Extracto del dictamen del Consejo de Estado a solicitud del Ministerio del Interior.

Extracto del dictamen del Consejo de Estado a solicitud del Ministerio del Interior.

De modo particular, el titular de Interior quería que el supremo órgano consultivo del Gobierno determinara hasta qué punto compromete el resultado del informe que les presente la auditora externa. A este respecto, el Consejo de Estado considera que «en modo alguno cabe aceptar» que una empresa privada fije la «cifra exacta» en que se concrete la equiparación salarial. «(…) La Administración General del Estado, en aras de la buena fe negocial, debe valorar los resultados del estudio, ya que proceden de un contrato válidamente adjudicado. Y debe, una vez recibidos los estudios e informes, abonar el precio del contrato. Pero tras esta valoración de los resultados, y teniendo en cuenta también los criterios de los sindicatos de Policía y las asociaciones profesionales de la Guardia Civil, la decisión final corresponde a quien tiene atribuida por ley la competencia. Por expresarlo de otro modo, esta cláusula carece de valor imperativo», razona.

No existe «obstáculo legal» para el pago

De otro lado, el Consejo de Estado considera que no existe «obstáculo legal» para que se materialice el pago del segundo tramo en la forma en que se considere oportuna, si bien advierte de que el hecho de que el Gobierno o las Cortes asuman el compromiso de equiparación de los sueldos de los miembros de las fuerzas y cuerpos de seguridad del Estado con los de las policías autonómicas «no determina que necesariamente deban hacerlo». «No es exigible jurídicamente al Ministerio del Interior que ponga en marcha la subida retributiva prevista para el segundo tramo de la equiparación salarial, ya que ni se encuentra dentro de las competencia de este ministerio la potestad de presentar un proyecto de Ley de Presupuestos, ni puede aprobar una norma con rango de ley con esta finalidad», añade.

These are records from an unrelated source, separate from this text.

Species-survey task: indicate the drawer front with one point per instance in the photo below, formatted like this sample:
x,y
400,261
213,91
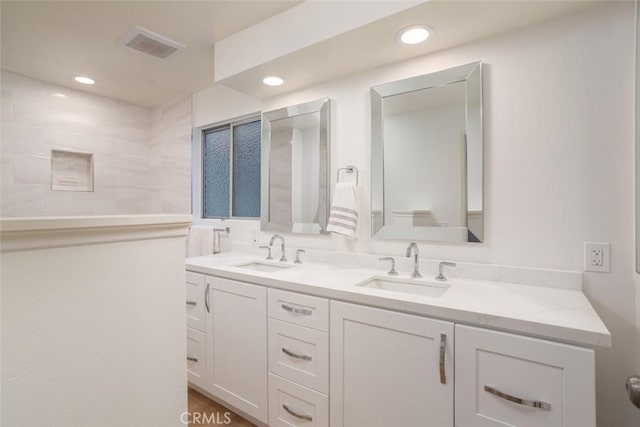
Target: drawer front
x,y
504,379
304,310
291,404
196,357
196,305
299,354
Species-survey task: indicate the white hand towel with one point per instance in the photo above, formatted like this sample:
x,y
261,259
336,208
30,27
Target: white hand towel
x,y
343,219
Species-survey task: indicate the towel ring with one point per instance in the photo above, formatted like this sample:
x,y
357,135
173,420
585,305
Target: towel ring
x,y
349,169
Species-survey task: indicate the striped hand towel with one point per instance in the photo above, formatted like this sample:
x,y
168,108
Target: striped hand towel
x,y
343,219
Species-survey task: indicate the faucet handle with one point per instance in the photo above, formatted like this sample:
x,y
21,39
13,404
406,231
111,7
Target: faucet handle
x,y
269,253
441,266
298,252
393,271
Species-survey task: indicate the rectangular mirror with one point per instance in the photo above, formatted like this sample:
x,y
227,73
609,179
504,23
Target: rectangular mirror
x,y
426,157
295,166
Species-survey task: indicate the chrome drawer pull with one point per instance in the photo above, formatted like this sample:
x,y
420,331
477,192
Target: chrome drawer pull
x,y
531,403
295,356
443,345
206,299
302,311
295,414
633,390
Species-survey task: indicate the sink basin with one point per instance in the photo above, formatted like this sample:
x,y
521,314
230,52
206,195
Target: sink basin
x,y
406,286
263,266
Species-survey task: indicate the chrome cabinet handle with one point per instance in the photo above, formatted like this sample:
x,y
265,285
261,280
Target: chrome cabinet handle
x,y
295,356
206,299
302,311
443,345
295,414
531,403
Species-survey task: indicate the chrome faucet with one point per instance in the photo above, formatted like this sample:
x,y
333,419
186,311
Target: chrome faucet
x,y
416,261
441,276
283,256
393,271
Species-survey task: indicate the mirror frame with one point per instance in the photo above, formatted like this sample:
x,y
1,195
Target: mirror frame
x,y
321,106
637,142
378,93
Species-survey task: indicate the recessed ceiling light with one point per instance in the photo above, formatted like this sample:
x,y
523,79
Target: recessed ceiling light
x,y
84,80
273,81
415,34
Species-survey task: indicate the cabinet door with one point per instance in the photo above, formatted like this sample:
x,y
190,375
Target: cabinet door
x,y
239,332
196,303
385,369
504,379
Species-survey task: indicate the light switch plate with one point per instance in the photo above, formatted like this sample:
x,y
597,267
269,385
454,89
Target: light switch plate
x,y
597,257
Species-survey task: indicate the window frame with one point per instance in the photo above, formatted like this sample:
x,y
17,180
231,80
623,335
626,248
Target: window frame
x,y
197,168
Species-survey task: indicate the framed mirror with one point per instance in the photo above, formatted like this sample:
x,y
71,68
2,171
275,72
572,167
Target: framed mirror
x,y
295,167
426,157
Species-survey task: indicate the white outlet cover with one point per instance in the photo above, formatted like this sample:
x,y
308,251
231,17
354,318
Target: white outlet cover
x,y
591,262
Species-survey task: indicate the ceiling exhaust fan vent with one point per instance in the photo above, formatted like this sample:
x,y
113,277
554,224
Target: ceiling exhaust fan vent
x,y
148,42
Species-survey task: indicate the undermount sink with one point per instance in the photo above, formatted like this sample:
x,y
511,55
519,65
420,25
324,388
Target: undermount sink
x,y
265,267
406,286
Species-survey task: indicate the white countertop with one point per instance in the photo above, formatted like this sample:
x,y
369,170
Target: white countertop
x,y
551,313
19,224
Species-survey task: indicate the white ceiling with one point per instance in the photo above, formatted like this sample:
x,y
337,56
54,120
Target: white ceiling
x,y
456,22
57,40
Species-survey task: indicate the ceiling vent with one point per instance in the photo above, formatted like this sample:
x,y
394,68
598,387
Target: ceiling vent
x,y
148,42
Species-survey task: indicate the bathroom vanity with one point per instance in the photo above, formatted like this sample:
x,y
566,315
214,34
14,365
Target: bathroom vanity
x,y
319,344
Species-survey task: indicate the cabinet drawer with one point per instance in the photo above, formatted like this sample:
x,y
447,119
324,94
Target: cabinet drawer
x,y
505,379
299,354
305,310
291,404
196,305
196,357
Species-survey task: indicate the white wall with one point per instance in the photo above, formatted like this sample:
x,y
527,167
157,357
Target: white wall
x,y
93,333
559,124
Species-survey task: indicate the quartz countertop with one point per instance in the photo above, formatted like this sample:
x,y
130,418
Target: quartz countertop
x,y
550,313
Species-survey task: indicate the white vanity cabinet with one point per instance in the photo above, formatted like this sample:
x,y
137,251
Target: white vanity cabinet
x,y
238,372
197,307
506,379
387,368
291,359
298,360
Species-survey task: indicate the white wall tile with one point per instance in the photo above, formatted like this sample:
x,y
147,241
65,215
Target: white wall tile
x,y
120,137
30,169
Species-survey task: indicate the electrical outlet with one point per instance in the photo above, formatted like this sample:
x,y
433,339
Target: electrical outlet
x,y
597,257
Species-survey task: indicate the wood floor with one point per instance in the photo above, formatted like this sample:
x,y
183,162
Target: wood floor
x,y
206,412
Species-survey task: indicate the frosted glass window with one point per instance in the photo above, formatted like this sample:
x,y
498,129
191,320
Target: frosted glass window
x,y
231,170
246,169
216,165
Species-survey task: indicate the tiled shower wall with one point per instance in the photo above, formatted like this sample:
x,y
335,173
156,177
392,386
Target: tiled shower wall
x,y
126,141
170,156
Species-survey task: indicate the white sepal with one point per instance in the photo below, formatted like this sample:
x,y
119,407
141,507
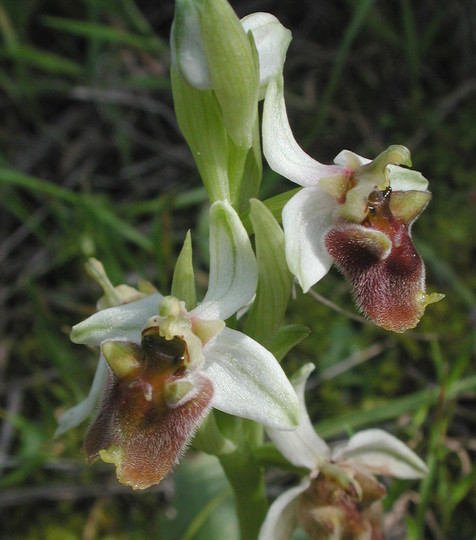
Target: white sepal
x,y
272,40
306,218
281,518
233,269
248,381
381,453
281,150
186,46
77,414
123,323
402,179
302,447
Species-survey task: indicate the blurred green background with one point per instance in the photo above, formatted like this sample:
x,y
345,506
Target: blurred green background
x,y
92,164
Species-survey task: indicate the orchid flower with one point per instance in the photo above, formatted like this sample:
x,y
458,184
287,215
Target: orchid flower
x,y
357,213
340,497
167,366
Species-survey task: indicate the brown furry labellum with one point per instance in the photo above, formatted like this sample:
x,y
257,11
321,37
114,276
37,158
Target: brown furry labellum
x,y
379,258
150,409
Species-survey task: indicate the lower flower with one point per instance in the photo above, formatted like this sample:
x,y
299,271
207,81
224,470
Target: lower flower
x,y
150,409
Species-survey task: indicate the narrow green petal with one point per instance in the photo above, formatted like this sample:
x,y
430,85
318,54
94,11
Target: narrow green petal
x,y
275,280
233,271
183,281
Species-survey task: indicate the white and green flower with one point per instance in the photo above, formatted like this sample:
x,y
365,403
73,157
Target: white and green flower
x,y
356,213
340,497
165,366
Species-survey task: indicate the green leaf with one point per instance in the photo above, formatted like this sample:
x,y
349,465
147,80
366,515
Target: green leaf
x,y
183,281
43,60
275,279
234,70
202,503
105,33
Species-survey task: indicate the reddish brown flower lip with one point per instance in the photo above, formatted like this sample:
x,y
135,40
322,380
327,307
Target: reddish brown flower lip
x,y
137,427
379,258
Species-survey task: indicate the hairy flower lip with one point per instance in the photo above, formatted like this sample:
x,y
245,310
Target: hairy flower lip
x,y
350,465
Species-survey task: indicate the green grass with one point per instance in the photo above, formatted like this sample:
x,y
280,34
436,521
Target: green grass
x,y
92,164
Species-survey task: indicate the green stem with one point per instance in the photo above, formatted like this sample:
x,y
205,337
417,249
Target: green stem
x,y
246,478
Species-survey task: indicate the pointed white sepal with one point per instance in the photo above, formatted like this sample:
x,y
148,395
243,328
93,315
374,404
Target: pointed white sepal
x,y
302,447
281,518
122,323
402,179
280,148
187,48
306,218
233,269
381,453
272,40
77,414
248,381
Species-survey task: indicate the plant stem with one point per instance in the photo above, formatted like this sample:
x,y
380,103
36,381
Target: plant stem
x,y
246,478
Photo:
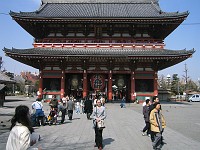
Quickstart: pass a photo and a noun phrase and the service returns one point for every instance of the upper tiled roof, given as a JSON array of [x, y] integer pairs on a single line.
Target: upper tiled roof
[[125, 9], [5, 79], [113, 52], [97, 1]]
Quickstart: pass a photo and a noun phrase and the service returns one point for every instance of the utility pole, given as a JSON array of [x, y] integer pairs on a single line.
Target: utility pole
[[186, 80], [186, 76]]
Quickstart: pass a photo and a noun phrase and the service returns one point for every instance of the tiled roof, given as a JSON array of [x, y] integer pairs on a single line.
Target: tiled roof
[[131, 9], [5, 79], [97, 1], [114, 52]]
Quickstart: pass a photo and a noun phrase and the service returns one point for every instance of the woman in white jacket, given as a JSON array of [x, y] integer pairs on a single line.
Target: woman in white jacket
[[99, 113], [21, 129]]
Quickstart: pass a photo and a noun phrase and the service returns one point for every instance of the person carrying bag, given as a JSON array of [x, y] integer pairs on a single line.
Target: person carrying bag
[[98, 115]]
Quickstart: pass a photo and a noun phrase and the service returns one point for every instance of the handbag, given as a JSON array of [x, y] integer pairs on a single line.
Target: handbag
[[100, 125]]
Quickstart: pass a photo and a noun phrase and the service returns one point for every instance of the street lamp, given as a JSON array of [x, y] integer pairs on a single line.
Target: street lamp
[[168, 81]]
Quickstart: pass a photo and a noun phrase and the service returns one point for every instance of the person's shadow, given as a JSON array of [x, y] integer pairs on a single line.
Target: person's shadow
[[107, 141]]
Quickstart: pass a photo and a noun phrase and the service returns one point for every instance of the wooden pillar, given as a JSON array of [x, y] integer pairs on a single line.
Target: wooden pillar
[[40, 84], [110, 85], [133, 94], [156, 83], [85, 81], [62, 91]]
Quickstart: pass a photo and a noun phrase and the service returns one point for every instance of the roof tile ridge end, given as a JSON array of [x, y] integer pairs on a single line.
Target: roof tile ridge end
[[41, 7]]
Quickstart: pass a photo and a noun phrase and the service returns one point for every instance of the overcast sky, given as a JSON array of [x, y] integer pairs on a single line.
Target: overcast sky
[[186, 36]]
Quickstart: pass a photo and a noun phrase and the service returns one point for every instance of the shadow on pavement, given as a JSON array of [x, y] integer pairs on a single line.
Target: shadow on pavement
[[107, 141], [173, 102], [6, 114]]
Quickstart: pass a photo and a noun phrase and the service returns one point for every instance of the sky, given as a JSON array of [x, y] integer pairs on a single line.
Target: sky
[[186, 36]]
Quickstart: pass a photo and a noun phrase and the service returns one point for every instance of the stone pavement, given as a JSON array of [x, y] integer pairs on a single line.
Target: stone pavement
[[122, 132]]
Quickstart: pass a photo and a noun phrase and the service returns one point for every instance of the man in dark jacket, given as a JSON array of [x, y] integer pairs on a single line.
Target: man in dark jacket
[[54, 102], [70, 108], [88, 107], [146, 114]]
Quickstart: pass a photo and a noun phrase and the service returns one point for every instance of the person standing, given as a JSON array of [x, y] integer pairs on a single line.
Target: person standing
[[20, 130], [146, 114], [123, 102], [78, 106], [99, 113], [54, 102], [38, 112], [88, 108], [158, 123], [70, 108]]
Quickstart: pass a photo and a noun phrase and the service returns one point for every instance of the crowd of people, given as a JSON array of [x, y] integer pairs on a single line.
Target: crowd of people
[[21, 135], [21, 129]]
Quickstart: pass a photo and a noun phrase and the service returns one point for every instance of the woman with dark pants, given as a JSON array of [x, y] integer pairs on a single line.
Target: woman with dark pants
[[99, 113], [21, 129]]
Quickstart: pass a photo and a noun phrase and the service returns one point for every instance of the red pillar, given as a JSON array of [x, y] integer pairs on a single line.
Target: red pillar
[[62, 91], [40, 85], [85, 83], [156, 83], [110, 85], [132, 86]]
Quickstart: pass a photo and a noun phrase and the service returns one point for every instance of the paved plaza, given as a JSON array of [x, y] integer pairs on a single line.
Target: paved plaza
[[122, 132]]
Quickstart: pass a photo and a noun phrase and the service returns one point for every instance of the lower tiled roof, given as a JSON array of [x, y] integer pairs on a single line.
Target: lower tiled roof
[[98, 52]]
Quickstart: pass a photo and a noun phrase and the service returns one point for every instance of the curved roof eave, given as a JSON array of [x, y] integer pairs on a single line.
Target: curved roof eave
[[99, 52]]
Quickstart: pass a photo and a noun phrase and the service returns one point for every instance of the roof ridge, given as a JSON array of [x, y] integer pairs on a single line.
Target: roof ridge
[[98, 1]]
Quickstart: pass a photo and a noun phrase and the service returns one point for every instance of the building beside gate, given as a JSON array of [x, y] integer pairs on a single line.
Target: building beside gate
[[89, 47]]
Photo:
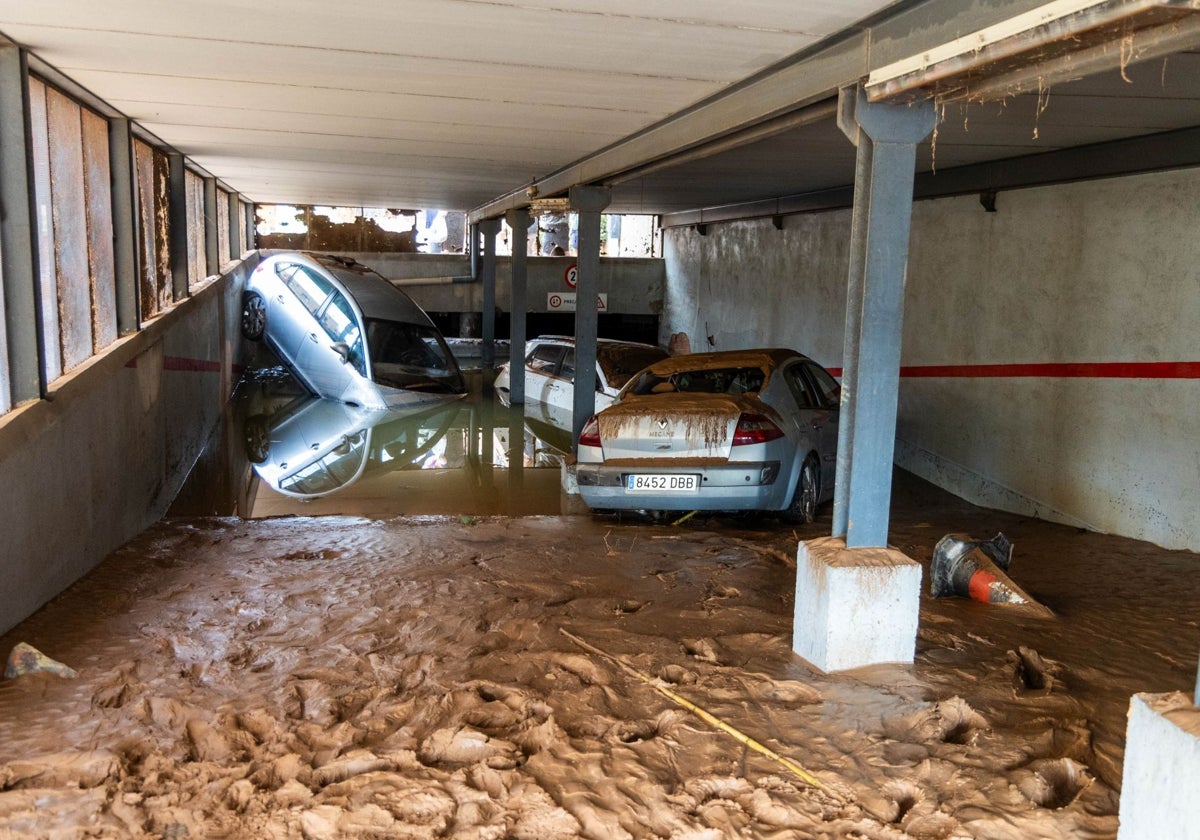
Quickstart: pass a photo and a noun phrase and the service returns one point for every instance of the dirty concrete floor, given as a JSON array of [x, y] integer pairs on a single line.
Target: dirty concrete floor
[[408, 678]]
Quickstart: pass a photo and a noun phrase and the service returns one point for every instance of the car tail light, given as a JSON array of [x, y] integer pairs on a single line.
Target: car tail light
[[591, 433], [755, 429]]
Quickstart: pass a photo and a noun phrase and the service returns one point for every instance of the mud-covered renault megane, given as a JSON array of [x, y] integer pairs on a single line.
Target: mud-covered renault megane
[[347, 333], [741, 430]]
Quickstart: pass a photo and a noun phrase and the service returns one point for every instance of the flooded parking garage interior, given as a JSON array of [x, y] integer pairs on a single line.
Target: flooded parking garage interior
[[978, 215]]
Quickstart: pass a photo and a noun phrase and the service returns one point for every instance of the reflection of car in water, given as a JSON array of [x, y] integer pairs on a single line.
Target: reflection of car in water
[[347, 333], [741, 430], [315, 447]]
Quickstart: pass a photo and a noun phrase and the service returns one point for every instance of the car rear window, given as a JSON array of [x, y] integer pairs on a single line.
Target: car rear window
[[619, 363], [732, 381]]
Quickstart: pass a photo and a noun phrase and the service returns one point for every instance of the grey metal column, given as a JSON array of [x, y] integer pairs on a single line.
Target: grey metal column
[[588, 202], [177, 213], [519, 222], [250, 226], [846, 101], [18, 232], [235, 247], [211, 239], [125, 225], [875, 309], [489, 228], [473, 249]]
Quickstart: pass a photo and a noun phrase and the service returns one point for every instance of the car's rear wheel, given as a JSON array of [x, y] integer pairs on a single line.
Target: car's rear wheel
[[258, 438], [808, 490], [253, 316]]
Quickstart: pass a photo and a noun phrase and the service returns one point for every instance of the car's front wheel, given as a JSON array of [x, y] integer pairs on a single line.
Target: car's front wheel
[[253, 316], [808, 490]]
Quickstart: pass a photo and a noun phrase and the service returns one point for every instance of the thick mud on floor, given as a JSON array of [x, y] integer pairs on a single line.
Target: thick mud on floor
[[411, 678]]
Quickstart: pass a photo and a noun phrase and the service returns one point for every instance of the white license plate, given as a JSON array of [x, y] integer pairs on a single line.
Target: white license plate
[[661, 483]]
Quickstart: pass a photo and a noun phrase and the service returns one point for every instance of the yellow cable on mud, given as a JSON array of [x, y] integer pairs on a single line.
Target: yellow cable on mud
[[707, 717]]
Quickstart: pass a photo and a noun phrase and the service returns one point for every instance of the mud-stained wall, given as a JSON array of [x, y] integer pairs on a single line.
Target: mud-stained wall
[[99, 461], [1102, 274]]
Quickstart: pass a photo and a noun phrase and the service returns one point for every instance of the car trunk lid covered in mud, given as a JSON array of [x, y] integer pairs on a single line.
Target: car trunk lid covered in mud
[[683, 426]]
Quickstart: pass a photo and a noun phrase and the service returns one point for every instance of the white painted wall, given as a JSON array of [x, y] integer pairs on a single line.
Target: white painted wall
[[1098, 271], [102, 459]]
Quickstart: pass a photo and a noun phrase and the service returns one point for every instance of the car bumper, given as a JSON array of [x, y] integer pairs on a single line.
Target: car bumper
[[741, 486]]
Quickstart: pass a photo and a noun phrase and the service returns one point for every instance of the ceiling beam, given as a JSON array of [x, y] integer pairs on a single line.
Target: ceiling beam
[[1151, 153]]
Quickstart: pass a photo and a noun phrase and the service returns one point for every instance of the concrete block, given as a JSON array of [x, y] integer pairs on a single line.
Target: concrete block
[[855, 606], [1162, 768], [570, 484]]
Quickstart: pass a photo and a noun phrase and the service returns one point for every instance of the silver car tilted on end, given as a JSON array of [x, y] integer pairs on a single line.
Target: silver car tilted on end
[[347, 333], [741, 430]]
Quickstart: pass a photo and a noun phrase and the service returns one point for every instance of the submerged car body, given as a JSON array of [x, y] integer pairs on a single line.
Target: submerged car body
[[550, 371], [741, 430], [347, 333]]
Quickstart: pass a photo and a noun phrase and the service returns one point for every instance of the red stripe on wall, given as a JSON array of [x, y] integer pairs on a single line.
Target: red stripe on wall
[[1101, 370], [191, 365], [1083, 370]]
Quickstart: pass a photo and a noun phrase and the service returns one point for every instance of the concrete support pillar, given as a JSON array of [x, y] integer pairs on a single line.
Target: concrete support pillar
[[1162, 768], [489, 228], [519, 222], [588, 203], [125, 225], [21, 353], [177, 213], [887, 137], [235, 247], [516, 462], [211, 239]]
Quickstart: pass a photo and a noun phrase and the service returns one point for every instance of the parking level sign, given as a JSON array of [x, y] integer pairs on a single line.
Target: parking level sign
[[564, 301]]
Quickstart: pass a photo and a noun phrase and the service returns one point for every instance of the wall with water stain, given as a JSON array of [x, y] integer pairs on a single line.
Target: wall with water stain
[[1050, 361], [101, 459]]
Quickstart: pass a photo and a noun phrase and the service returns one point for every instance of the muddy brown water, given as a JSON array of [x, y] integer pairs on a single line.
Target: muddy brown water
[[377, 672]]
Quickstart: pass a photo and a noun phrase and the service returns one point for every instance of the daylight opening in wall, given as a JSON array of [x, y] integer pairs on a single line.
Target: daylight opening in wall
[[558, 235], [378, 229]]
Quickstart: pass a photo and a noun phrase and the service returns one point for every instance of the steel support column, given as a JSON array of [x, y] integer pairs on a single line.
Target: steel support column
[[235, 247], [489, 228], [519, 222], [211, 239], [588, 203], [887, 137], [177, 211], [21, 367], [125, 225]]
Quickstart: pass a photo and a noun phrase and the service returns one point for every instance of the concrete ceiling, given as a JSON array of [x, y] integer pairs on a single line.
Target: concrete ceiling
[[442, 103], [453, 103]]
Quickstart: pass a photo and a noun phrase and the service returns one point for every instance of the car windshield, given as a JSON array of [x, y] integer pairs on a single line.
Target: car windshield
[[412, 357], [715, 381], [622, 361]]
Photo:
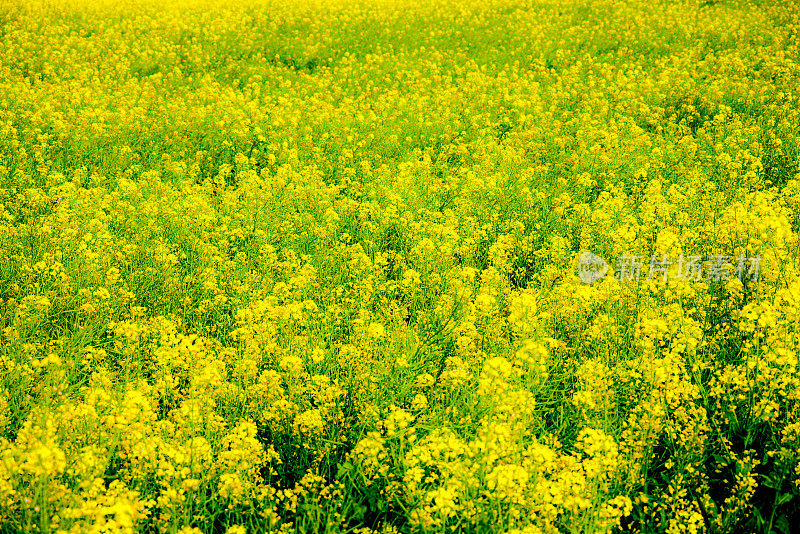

Tampoco considera «jurídicamente exigible» al departamento de Grande-Marlaska otro de los compromisos contenidos en el acuerdo rubricado por Zoido, detallado concretamente en la cláusula octava: el impulso de las acciones legislativas «necesarias» para evitar que la brecha salarial pueda repetirse en el futuro. «Estas medidas no están al alcance de las competencias y potestades del Ministerio», apostilla.